Tuesday, October 19, 2010

Pushing paper fail

Biometric United States passport issued in 2007

Image via Wikipedia

I just wrapped up a clerical nightmare that took over four months to sort out. Here’s some background information:

  1. People born in the US Commonwealth of Puerto Rico (like myself and my wife) are born United States citizens. We are required to have a Social Security number, we pay taxes, etc.
  2. Travel between Puerto Rico and any other US state of possession is no different than travel between say, Virginia and Maryland. The only real issues are things like US Department of Agriculture restrictions on things that can be brought into the Continental US like certain agricultural products.
  3. Many states have implemented citizenship checks at the time of issuing IDs and driver licenses. This is no different than the US requiring proof of citizenship before issuing a passport.

Now here comes the fun part:

The Commonwealth of Puerto Rico was pressured into voiding any birth certificates issued before October of this year. If you hold a birth certificate issued anywhere in Puerto Rico with the old style used before October 2010, then the Commonwealth can’t certify that it is legitimate because of its obsolete watermarking, seals, etc.

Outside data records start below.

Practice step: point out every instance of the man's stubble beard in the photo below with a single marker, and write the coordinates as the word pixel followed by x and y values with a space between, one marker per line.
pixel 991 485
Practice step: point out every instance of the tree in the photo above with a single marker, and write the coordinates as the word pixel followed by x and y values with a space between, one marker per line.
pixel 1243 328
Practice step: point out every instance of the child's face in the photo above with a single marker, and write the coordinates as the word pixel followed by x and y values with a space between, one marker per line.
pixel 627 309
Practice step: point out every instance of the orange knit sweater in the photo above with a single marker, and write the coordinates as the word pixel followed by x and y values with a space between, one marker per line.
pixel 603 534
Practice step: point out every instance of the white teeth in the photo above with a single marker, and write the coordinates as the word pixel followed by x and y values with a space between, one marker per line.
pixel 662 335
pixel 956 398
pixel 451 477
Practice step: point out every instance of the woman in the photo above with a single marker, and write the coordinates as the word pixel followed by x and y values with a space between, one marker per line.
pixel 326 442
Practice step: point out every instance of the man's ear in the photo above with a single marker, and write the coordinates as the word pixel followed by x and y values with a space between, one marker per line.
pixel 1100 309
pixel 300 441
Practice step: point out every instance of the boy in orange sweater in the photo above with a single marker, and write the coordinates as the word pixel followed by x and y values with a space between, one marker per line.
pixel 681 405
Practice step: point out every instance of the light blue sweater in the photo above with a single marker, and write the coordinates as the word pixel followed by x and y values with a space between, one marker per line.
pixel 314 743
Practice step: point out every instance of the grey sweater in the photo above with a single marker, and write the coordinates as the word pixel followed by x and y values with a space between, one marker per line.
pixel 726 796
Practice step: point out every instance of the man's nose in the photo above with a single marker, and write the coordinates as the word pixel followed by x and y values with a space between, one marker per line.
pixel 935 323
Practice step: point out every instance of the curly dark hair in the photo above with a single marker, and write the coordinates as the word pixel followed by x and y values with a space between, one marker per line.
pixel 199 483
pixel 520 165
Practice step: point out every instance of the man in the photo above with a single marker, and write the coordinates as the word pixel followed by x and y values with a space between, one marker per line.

This means for example that the People’s Republic of Virginia would not take my pristine, kept in the safe, birth certificate that they issued me back in the 1990s in order to renew my driver’s license. At least after September 30, 2010.

This of course flared my paranoia, so as soon as I heard about this back in May I immediately placed an order for two copies of my birth certificate, two copies of Ivette’s.

Then the wait started.

By August I was starting to freak out. And still, no birth certificates. I asked around and heard that the whole thing had turned into a huge mess, seems everyone *cough* asked for certificates at the same time, instead of *cough* only the people that *cough* really needed one. I went back to pr.gov and checked on the status of my two orders: both were hung because they were missing proof of ID.

I resubmitted the IDs, then noticed that the Commonwealth had added expedited service through a company called VitalCheck. Since by then I was freaking out, I ordered two more certificates for myself, two for Ivette at a very horrible markup.

Then more waiting. And no certificates from either source.

By late August I said to hell with it. My driver’s license would need to be renewed in early 2011, so I would need my proof of citizenship before Ivette needs hers. And I still had a 100% legitimate birth certificate in my hands, which was good until at least September 30. I ran to the post office and requested a US passport, something I have had procrastinated for over a decade.

Now it becomes infuriating: it took me 5 minutes or so to fill my application online, another minute to print it at home and maybe half an hour waiting in line to submit the application and take my two pictures. The clerk was extremely understanding, and I was not the only one rushing to get a passport done before the certificates expired. And less than one fucking month after I filed for it, I had both the passport and passport card.

And still, no birth certificates. It is absolutely unbelievable that it is easier to get a US passport done, without paying one cent for expedited service, than it is to get copies of birth certificates from Puerto Rico. Un-fucking-believable.

Since I had my passport done, I stopped worrying about it. Virginia will take a US passport as proof of citizenship, but I was still really annoyed at all of the money I wasted ordering certificates I never received. I was *this* close to calling my credit card company and contesting the four orders (two original certificate orders, two VitalCheck orders) when the VitalCheck orders arrived in the mail today. It took VitalCheck close to two months to generate four sheets of paper on pretty paper, unique serial numbers and watermarks.

And I am still waiting for my original two orders from back in frickin June!

Unbelievable in this day and age that it would take a US possession over five fucking months to print out four sheets of paper. And worse, I knew the folio addresses (the actual physical locations of the records) for both Ivette and myself, so it is not like they would need to research the location of our original birth records. with these folio addresses they could look up either of us on the spot. But no, there is no choice to request it by folio number, because that would be too easy.


Here’s some more food for thought:

Ivette’s friend asked her sister to go to the records office in Puerto Rico to request hers in person. The sister has three kids, since she needed fresh copies for her three kids she thought she could simply walk in and order these plus one for her sister. She had to go to the records office at 5:00 AM and was the 60th person in line. The records officer did not accept the request letter because the wording was wrong, then they told her she could only request two certificates in one transaction, which meant she would need to wait until 5:00 AM the next day to stand in line just to request the certificate for kid #3.